Wex above the Nelchina Glacier. 

Wex skiing down to the Nelchina Glacier.

On the seventeenth day, fearing that Valdez would vanish if I didn’t go faster, I launched from Brontosaurus Peak and mowed down fifteen miles of wind ruts across the Tazlina Glacier to Cashman Col. Valdez was just over the Col, but I’d milked the dregs of my energy. I stripped naked and sprawled in the sun while Andrew caught up. He kicked steps over Cashman Col and broke isothermal slop down the Valdez Glacier while I schlumped along whimpering. Valdez was only ten miles down glacier when we dropped our packs in the slush and collapsed onto them, feeling like three-quarter inch rebar and unable to move for 30 minutes. 
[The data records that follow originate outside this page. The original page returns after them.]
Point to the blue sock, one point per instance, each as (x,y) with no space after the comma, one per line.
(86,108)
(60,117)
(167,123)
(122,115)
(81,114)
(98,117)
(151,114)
I lay comatose in the tent, sinking into the Thermarest. I watched the clouds floating above, and only moved when Andrew passed in hot Cytomax. The image of the Pipeline Bar was close to reality and my fear of failing was gone. I relaxed deeper into the Thermarest and listened to Andrew sing Impala. Tomorrow afternoon we’d be drinking those pints at the Pipeline. 

Day 17, feeling the cumulative effect. 

Joe crushed and unable to stay upright on the Valdez Glacier.

The scenic Valdez rock quarry and shooting range!

Trip Summary

In April 2005 Andrew Wexler and I skied from Anchorage to Valdez. Over 18 days we covered 185 miles and about 31,000 vertical feet. We had three caches located at Crow Pass hut (skied in), Grasshopper Valley (dropped ten days earlier), and at the Scandinavian Peaks hut (flown into us) on the Matanuska Glacier. Eight days of clear, calm and cold weather got us to the Matanuska Glacier from Anchorage. One hundred plus mile per hour winds and snow pinned us down for six days and then five more days took us to Valdez.

On the first day my wife Cathy dropped us off at the Glenn Alps trailhead in Anchorage and we skied over Ship Lake Pass, down Ship Creek, up the North Fork of Ship Creek to Moraine Pass and Paradise Pass, down to Raven Creek and up to the Crow Pass Hut in 13 hours. From Crow Pass we covered part of the well-traveled Eklutna Traverse route including the Raven Glacier, Eagle Glacier and Whiteout Glacier. We then descended the Whiteout to Lake George (15 miles of skating), across the Knik Glacier to Grasshopper Valley and up the Marcus Baker Glacier to a 9,000 foot pass and the Matanuska Glacier. We took an easy glacial bench (~8,500’) from the west to east fork of the Matanuska Glacier to gain Turtle Flats and the Powell Glaciers. We crossed a series of easy passes between the Powell and Sylvester Glaciers (7,200’), Sylvester and Tarr Glaciers (6,300’), and Tarr and Nelchina Glaciers (6,700’). Once on the Nelchina Glacier, straightforward slogging took us across the Tazlina Glacier, up Cashman Col (6,300’) and down the Valdez Glacier to the Valdez Pipeline Bar.